ArchiveBox
Self-hosted tool to collect and preserve webpages, media, and bookmarks in durable formats (HTML, PDF, WARC, MP4) with a CLI, web UI, and search.

ArchiveBox is a self-hosted, open-source web archiving application that captures and preserves web pages and associated media in durable formats for long-term access. It can ingest URLs, browser history, bookmarks, RSS feeds, and other sources and produces redundant snapshot outputs for offline viewing and analysis.
Key Features
- Multiple import sources: URLs, browser history, bookmarks, Pocket/Pinboard, RSS and more.
- Saves snapshots in redundant, portable formats: original HTML+CSS+JS, singlefile HTML, screenshot PNG, PDF, WARC, JSON, MP3/MP4, and SQLite index.
- Web UI + CLI + Python API: manage collections via a self-hosted web app, a command-line interface, or the Python library.
- Search & indexing options: SQLite FTS or external search backends (e.g., Sonic) for fast full-text queries.
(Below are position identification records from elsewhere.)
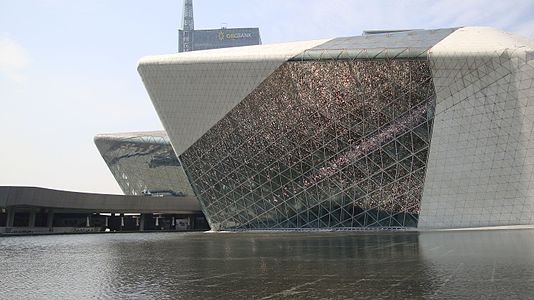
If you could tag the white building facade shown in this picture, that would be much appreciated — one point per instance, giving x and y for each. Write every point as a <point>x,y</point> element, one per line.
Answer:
<point>423,128</point>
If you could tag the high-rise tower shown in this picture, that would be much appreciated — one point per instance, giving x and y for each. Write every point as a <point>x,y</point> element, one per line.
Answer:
<point>190,39</point>
<point>188,26</point>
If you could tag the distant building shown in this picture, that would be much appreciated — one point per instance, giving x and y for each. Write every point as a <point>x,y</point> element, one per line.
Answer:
<point>413,129</point>
<point>190,39</point>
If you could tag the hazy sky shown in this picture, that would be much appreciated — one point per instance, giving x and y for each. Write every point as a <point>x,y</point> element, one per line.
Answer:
<point>68,68</point>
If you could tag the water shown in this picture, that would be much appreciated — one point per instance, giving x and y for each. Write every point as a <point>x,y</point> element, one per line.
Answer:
<point>470,265</point>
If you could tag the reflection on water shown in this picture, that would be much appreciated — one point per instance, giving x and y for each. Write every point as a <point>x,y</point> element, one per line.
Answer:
<point>475,264</point>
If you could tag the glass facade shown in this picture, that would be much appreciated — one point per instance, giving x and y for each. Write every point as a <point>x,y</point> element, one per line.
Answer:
<point>144,164</point>
<point>320,144</point>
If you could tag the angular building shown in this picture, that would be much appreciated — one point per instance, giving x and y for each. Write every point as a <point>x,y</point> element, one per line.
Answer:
<point>144,163</point>
<point>424,128</point>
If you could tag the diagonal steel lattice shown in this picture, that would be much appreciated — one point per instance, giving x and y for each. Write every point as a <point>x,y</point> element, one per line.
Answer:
<point>320,144</point>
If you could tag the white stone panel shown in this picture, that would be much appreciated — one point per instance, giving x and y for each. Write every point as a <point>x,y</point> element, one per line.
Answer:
<point>481,161</point>
<point>191,91</point>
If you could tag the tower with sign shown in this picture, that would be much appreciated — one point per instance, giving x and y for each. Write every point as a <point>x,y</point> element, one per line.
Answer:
<point>191,39</point>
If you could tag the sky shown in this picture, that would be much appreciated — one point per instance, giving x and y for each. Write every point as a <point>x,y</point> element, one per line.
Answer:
<point>68,67</point>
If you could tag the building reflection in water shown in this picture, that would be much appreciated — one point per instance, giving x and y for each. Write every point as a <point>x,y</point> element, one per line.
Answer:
<point>470,264</point>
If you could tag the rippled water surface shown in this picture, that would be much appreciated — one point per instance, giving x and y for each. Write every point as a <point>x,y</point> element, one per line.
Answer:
<point>470,264</point>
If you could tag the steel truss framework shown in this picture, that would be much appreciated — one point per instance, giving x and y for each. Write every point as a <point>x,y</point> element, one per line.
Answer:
<point>320,144</point>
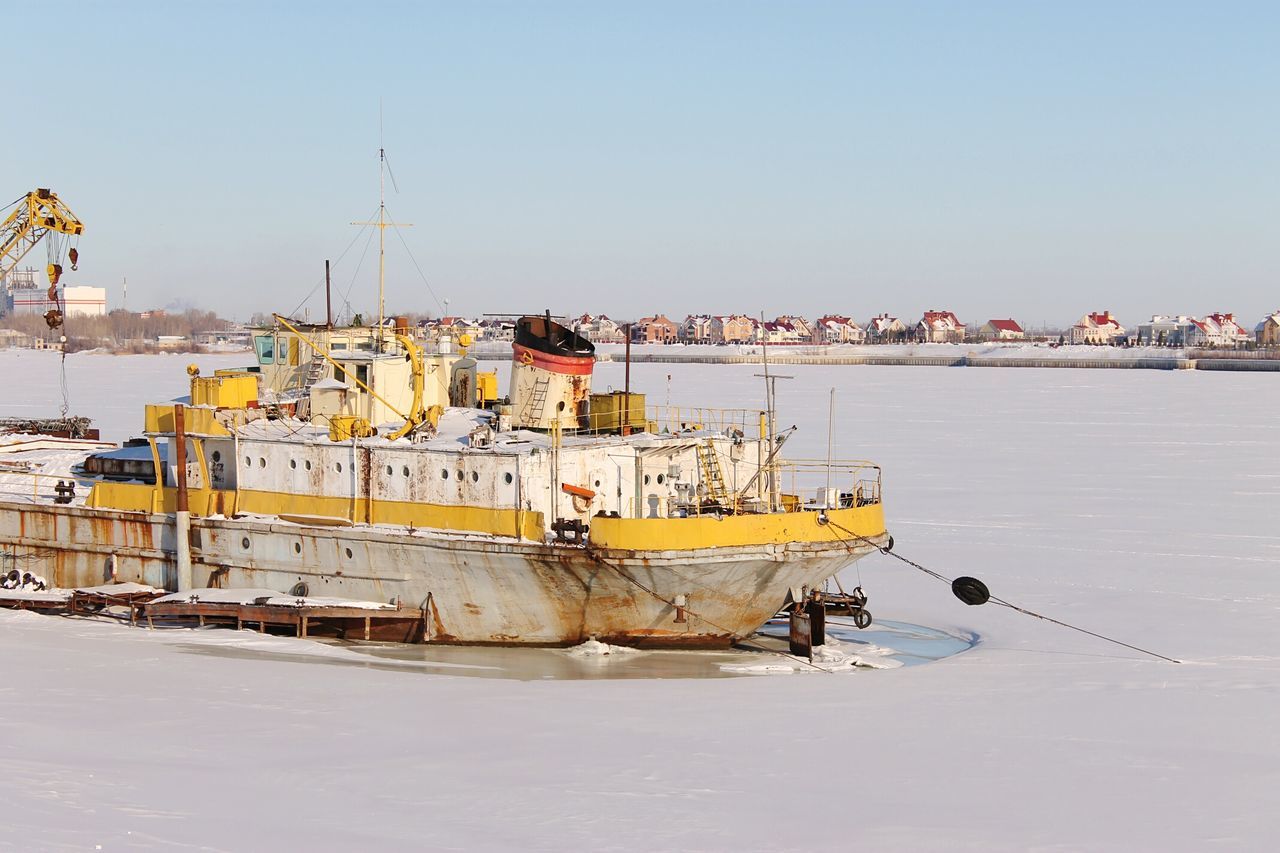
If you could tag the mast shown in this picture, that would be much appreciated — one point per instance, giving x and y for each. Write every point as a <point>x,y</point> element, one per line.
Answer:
<point>382,236</point>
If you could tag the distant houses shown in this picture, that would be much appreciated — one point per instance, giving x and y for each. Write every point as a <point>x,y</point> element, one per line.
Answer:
<point>1098,328</point>
<point>1182,331</point>
<point>940,327</point>
<point>1267,333</point>
<point>654,329</point>
<point>886,329</point>
<point>1001,331</point>
<point>837,329</point>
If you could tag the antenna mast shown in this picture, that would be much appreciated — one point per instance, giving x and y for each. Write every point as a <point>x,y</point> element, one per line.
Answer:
<point>382,224</point>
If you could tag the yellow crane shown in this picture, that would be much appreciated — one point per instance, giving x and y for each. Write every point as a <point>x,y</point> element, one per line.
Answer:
<point>37,214</point>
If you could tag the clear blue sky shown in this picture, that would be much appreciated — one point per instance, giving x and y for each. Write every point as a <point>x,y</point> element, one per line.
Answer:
<point>1024,159</point>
- Extensible extractors: integrates with standard tools (chromium/chrome, yt-dlp, singlefile, readability) and can be configured to run optional extractors.
Use Cases
- Journalists and researchers preserving cited pages and social media posts for reproducibility and evidence.
- Legal and compliance teams capturing time-stamped snapshots for records and audits.
- Individuals or organizations creating offline archives of bookmarks, blogs, or multimedia collections.
Limitations and Considerations
- Storage and disk usage can grow quickly (especially when archiving video/audio); careful tuning of extractor settings and filesystem choice is recommended.
- Several high-fidelity extractors rely on external system packages (Chromium/Chrome, Node, ffmpeg, yt-dlp); installing the full feature set requires additional runtime dependencies.
ArchiveBox is intended for users who need durable, self-hosted preservation of web content and provides multiple interfaces and storage-friendly outputs to support long-term access and programmatic workflows.